When Presidents and the Press Collude, the Scares Never Stop
M
any scares, like Hollywood stars, have their heyday and then fade from sight, more or less permanently. Witness panics over razor blades in Halloween apples, abortion as a cause of cancer, or children dumping their elderly parents at racetracks. Other fears have more staying power, as the discussion of scares about black men suggests.

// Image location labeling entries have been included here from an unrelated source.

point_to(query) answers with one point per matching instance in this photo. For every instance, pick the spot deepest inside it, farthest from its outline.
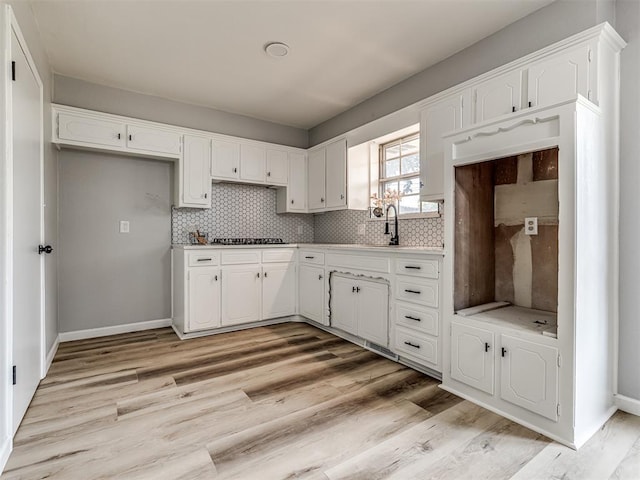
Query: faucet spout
(395, 238)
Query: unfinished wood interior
(495, 259)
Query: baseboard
(51, 354)
(114, 330)
(627, 404)
(5, 451)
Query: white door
(472, 357)
(225, 159)
(297, 187)
(316, 190)
(277, 167)
(311, 292)
(241, 287)
(27, 231)
(343, 304)
(560, 78)
(498, 96)
(204, 299)
(336, 174)
(373, 311)
(253, 163)
(278, 290)
(196, 183)
(529, 375)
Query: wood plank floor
(281, 402)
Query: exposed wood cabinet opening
(495, 259)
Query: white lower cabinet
(203, 299)
(241, 294)
(360, 307)
(278, 290)
(528, 370)
(311, 292)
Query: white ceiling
(210, 52)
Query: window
(400, 176)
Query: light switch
(531, 226)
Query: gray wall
(628, 25)
(107, 278)
(78, 93)
(29, 29)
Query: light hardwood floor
(281, 402)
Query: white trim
(113, 330)
(50, 355)
(627, 404)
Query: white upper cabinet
(151, 139)
(446, 115)
(498, 96)
(90, 131)
(195, 183)
(336, 176)
(225, 160)
(253, 163)
(277, 167)
(561, 77)
(317, 176)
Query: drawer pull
(417, 292)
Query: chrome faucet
(395, 239)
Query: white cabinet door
(472, 357)
(529, 376)
(297, 185)
(317, 173)
(311, 292)
(253, 163)
(225, 160)
(445, 116)
(343, 304)
(277, 167)
(498, 96)
(241, 294)
(336, 176)
(373, 311)
(196, 183)
(204, 299)
(278, 290)
(153, 140)
(78, 128)
(560, 77)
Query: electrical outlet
(531, 226)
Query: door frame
(9, 25)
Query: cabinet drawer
(239, 257)
(307, 256)
(423, 319)
(278, 255)
(417, 345)
(418, 268)
(418, 290)
(201, 259)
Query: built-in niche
(496, 262)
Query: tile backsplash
(241, 211)
(342, 227)
(250, 211)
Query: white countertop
(326, 246)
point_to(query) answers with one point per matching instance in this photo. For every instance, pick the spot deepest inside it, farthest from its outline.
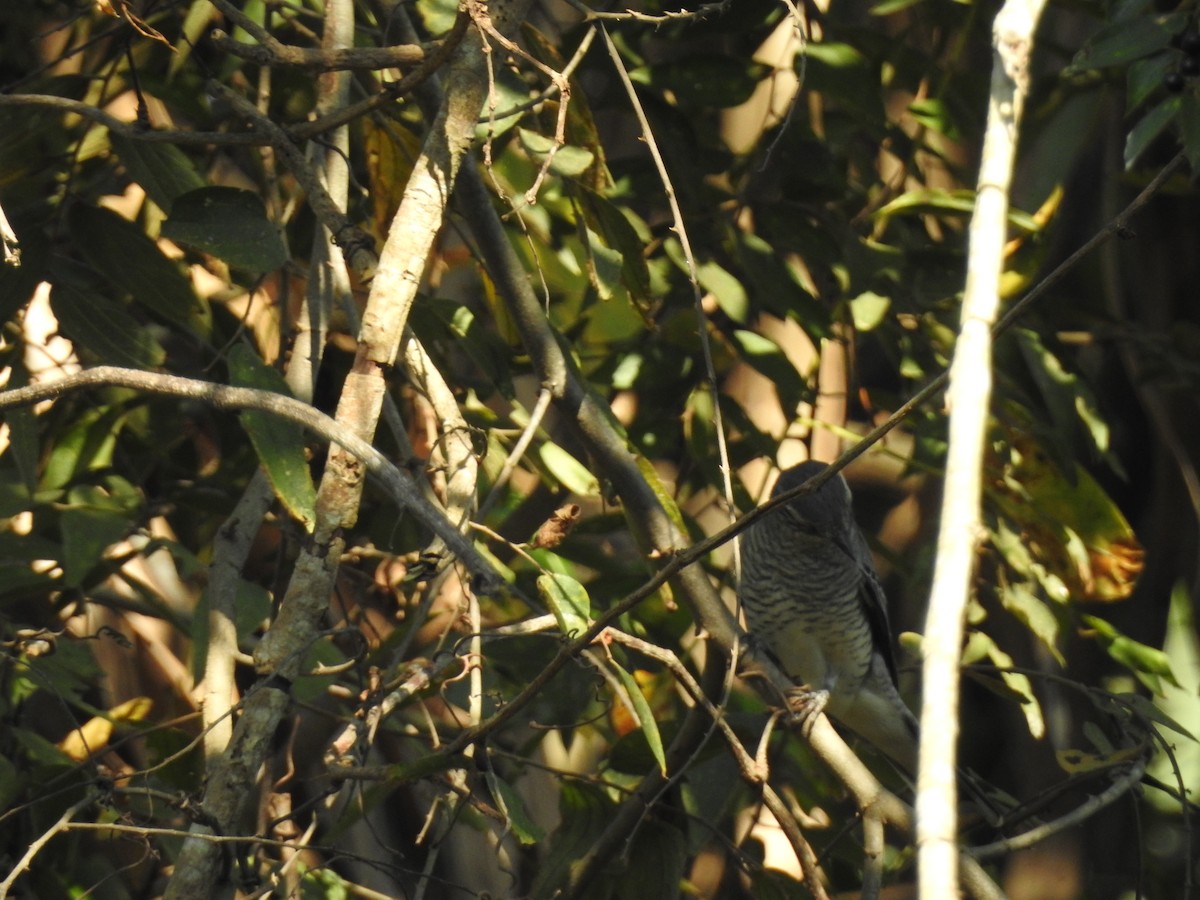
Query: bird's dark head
(826, 510)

Another perennial scare owes its long run to powerful sponsorship. For three decades U.S. presidents and media organizations have worked in unison to promote fears of drug abuse. Unlike almost every other hazard, illicit drugs have no interest group to defend them. So they are safe fodder for winning elections and ratings.
1
Drug abuse is a serious problem that deserves serious public attention. But sensationalism rather than rationality has guided the national conversation. Misinformed about who uses drugs, which drugs people abuse, and with what results, we waste enormous sums of money and fail to address other social and personal problems effectively. Federal drug enforcement, a $6 million expense in the 1960s, passed the $1 billion mark in the mid-1980s during Ronald Reagan’s presidency and more than $17 billion during Bill Clinton’s. Throughout the 1980s and 1990s, an era of budget cutting and distaste for Big Government, agencies involved in drug control were about the only places within the federal government to grow.
2
The money has been spent almost exclusively on curbing illegal drugs, a curious policy given that abuse of legal drugs is a huge problem. More Americans use legal drugs for nonmedical reasons than use cocaine or heroin; hundreds of millions of prescription pills are used illicitly each year. More than half of those who die of drug-related medical problems or seek treatment for those problems are abusing prescription drugs. By the American Medical Association’s own estimates
one in twenty doctors is grossly negligent in prescribing drugs, and according to the Drug Enforcement Agency, at least 15,000 doctors sell prescriptions to addicts and pushers. Yet less than 1 percent of the nation’s antidrug budget goes to stopping prescription drug abuse.
3
The gargantuan disparity in spending reflects—and is perpetuated by—what the nation’s media and political leaders have chosen to focus on. Scares about heroin, cocaine, and marijuana issue forth continually from politicians and journalists. But except for burps when a celebrity overdoses, they have been largely silent about the abuse of legal drugs.
A White House Tradition
It all started on April 9, 1970. An event at 1600 Pennsylvania Avenue inaugurated a new and lasting collaboration between presidents and the media. At Richard Nixon’s request, White House officials held a day-long meeting with producers and executives from the major television networks, production companies, and advertising agencies to enlist their support in curtailing illegal drug use. Many of the most influential decision makers in the TV industry participated.